Que pensez-vous du vieil adage « Un binage vaut 2 arrosages » ?
Cet adage est vrai pour certaines cultures comme les haricots et les pois : le binage apporte vraiment un plus.
Pour les cultures de plein champs, le binage va permettre une meilleure absorption des eaux d’arrosage car il va casser la croute superficielle de terre, mais cette croute est aussi un rempart à l’évaporation. Mais un binage uniforme, pas trop profond (3 cm), et dans de bonnes conditions (sol réessuyé, donc ni trop sec, ni trop humide), permet de limiter l’évaporation car l’eau aura mieux pénétré.
Aujourd’hui, en quoi les nouvelles technologies peuvent aider à une meilleure gestion de l’irrigation ?
Je pense que les nouvelles technologies vont encore évoluer et apporter de bonnes choses. La génération des sondes capacitives est une innovation : chez les carottiers, ces sondes fonctionnent depuis peu en Aquitaine. Il semble que c’est une évolution. Une sonde capacitive par site homogène mesure la teneur en eau du sol sur plusieurs profondeurs. Il est ainsi possible de connaître le stock d’eau (en mm) sur la profondeur de sol explorée par la sonde
Les sondes tensiométriques ou tensiomètre (comme le watermark) sont composées d’un capteur : une bougie poreuse qui mesure la tension en eau du sol (en cbars). Les tensions élevées correspondent à une eau difficilement mobilisable pour les racines et les tensions faibles, au contraire, à une eau facilement mobilisable pour les racines.
Il est nécessaire d’installer plusieurs sondes par site pour connaitre l’état d’humidité sur les différents horizons de sol.
Ces deux types d’outils d’aide au pilotage ont des fonctionnements différents et il est nécessaire de prendre du recul avant d’opter pour l’un ou l’autre.
Le binage robotisé est intéressant car on va limiter les jeunes adventices et va permettre une meilleure infiltration de l’eau. On peut alors pailler les rangs et utiliser une irrigation en goutte à goutte, et biner pour désherber les inter-rangs.
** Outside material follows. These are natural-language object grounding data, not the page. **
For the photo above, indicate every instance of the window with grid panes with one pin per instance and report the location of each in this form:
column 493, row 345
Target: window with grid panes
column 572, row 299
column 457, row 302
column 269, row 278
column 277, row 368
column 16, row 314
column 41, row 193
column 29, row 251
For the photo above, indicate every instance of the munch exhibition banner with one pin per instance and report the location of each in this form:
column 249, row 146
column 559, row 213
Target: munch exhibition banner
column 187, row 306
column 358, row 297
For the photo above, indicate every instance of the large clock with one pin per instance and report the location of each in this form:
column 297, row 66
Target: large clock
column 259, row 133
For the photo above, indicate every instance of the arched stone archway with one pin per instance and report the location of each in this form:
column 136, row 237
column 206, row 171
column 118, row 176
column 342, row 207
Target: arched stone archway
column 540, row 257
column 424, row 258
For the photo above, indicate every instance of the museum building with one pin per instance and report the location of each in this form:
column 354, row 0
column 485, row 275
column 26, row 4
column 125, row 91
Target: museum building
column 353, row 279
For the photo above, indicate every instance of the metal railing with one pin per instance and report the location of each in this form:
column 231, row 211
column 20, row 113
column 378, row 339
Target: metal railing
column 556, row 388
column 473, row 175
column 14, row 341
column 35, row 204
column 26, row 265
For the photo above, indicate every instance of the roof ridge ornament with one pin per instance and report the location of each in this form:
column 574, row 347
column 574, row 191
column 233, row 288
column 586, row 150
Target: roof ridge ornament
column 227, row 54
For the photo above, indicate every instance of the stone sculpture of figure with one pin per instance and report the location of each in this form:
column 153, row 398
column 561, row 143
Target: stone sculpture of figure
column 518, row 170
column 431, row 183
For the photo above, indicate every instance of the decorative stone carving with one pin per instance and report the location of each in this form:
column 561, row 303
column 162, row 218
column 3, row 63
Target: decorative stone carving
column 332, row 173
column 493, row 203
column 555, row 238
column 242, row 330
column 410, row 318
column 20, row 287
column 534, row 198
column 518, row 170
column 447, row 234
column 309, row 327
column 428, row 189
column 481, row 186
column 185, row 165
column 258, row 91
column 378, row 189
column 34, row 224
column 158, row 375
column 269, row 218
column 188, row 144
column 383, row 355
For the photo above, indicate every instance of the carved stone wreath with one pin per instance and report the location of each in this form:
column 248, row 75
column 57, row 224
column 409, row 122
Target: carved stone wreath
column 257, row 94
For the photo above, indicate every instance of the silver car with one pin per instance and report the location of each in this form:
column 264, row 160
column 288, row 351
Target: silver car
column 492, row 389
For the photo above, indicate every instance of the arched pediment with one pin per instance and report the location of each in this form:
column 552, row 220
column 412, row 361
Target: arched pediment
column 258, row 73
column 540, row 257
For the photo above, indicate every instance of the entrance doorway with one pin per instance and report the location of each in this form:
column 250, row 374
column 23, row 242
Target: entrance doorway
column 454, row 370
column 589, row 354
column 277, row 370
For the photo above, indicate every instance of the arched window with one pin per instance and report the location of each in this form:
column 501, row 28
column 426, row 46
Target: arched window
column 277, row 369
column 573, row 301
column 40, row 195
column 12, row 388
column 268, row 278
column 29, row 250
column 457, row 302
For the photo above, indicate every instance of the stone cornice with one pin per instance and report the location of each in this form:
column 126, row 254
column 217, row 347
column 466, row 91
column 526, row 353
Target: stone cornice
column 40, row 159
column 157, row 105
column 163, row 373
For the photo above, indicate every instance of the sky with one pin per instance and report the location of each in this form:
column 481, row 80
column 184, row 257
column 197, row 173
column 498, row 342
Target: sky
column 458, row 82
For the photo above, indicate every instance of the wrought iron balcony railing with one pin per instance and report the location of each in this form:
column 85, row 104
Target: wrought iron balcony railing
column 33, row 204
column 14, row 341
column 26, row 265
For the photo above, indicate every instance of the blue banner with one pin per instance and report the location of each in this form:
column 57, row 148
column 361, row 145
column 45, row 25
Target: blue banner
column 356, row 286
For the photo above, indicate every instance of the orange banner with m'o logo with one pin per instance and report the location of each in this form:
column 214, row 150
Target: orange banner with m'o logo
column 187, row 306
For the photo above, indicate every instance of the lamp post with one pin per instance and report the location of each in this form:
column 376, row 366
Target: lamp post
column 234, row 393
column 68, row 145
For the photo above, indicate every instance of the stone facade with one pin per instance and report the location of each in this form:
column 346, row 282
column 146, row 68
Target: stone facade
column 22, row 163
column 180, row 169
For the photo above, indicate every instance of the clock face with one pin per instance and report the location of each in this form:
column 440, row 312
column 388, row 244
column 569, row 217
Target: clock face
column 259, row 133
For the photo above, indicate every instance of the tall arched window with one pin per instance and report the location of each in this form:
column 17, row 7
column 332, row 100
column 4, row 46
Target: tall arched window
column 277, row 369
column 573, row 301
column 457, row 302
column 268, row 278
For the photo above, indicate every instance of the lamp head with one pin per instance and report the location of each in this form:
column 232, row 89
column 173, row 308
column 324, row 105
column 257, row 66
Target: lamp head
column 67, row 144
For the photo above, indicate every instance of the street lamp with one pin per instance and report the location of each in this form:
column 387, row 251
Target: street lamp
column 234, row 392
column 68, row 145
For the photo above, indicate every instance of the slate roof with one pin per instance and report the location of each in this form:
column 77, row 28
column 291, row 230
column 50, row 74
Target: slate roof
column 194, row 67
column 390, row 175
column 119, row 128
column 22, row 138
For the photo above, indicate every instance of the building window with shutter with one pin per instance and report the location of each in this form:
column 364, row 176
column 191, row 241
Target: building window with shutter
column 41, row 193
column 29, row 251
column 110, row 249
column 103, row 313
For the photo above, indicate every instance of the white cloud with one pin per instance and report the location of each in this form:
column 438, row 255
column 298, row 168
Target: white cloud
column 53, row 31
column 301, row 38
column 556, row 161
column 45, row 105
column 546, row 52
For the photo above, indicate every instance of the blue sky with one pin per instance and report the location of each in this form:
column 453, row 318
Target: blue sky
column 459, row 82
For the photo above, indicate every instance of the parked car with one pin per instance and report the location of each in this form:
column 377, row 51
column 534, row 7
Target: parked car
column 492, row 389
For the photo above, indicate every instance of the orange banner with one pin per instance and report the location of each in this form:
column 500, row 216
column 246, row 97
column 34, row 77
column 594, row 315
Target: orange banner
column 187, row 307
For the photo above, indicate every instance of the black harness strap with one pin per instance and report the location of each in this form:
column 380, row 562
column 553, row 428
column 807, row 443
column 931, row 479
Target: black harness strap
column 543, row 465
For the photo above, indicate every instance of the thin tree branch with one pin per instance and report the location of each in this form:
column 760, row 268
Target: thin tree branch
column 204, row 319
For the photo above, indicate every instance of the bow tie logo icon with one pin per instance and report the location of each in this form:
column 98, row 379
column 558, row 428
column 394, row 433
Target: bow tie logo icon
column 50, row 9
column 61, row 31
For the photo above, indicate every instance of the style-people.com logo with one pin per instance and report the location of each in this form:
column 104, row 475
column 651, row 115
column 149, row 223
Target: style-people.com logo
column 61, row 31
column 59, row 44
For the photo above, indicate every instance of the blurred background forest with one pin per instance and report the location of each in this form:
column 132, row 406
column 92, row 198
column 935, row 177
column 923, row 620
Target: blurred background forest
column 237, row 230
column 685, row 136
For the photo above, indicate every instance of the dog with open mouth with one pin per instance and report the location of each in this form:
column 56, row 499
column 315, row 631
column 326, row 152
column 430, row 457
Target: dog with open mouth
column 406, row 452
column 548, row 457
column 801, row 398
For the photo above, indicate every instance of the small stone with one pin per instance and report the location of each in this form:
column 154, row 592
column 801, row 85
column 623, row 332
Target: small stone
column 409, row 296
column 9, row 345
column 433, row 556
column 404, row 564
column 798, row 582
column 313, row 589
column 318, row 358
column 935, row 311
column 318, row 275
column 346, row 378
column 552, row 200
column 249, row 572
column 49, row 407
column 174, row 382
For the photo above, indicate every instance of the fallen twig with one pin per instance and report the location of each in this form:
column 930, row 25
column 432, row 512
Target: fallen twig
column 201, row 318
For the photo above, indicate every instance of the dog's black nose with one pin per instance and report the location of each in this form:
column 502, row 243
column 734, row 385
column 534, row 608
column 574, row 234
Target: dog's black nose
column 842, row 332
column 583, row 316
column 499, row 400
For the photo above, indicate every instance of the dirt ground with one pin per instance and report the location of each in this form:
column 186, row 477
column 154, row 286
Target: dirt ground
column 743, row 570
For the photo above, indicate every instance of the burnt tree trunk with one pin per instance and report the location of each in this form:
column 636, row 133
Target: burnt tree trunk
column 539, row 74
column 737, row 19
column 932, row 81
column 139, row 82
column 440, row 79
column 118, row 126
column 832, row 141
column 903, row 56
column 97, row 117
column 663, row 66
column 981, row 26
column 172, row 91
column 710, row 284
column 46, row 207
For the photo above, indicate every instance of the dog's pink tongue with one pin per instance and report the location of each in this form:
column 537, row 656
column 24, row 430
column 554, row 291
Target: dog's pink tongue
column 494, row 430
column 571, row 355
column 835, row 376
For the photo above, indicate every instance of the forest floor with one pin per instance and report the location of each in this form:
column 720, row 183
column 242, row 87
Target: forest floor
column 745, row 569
Si je devais imaginer une innovation pour l’irrigation, ce serait un système de mesure mobile et robotisé, qui interviendrait très précisément sur les besoins des cultures.
Votre message aux irrigants en cette période estivale…
Après les périodes froides, les périodes de chaleur sont bien présentes : veillez de près à vos arrosages en vérifiant les états racinaires régulièrement.
En effet, le printemps froid n’a pas toujours permis des reprises rapides et de bons enracinements donc les erreurs d’arrosage peuvent être très néfastes.
A partir de mi-août, les jours diminuant nettement, soyez prudent sur les doses d’irrigation.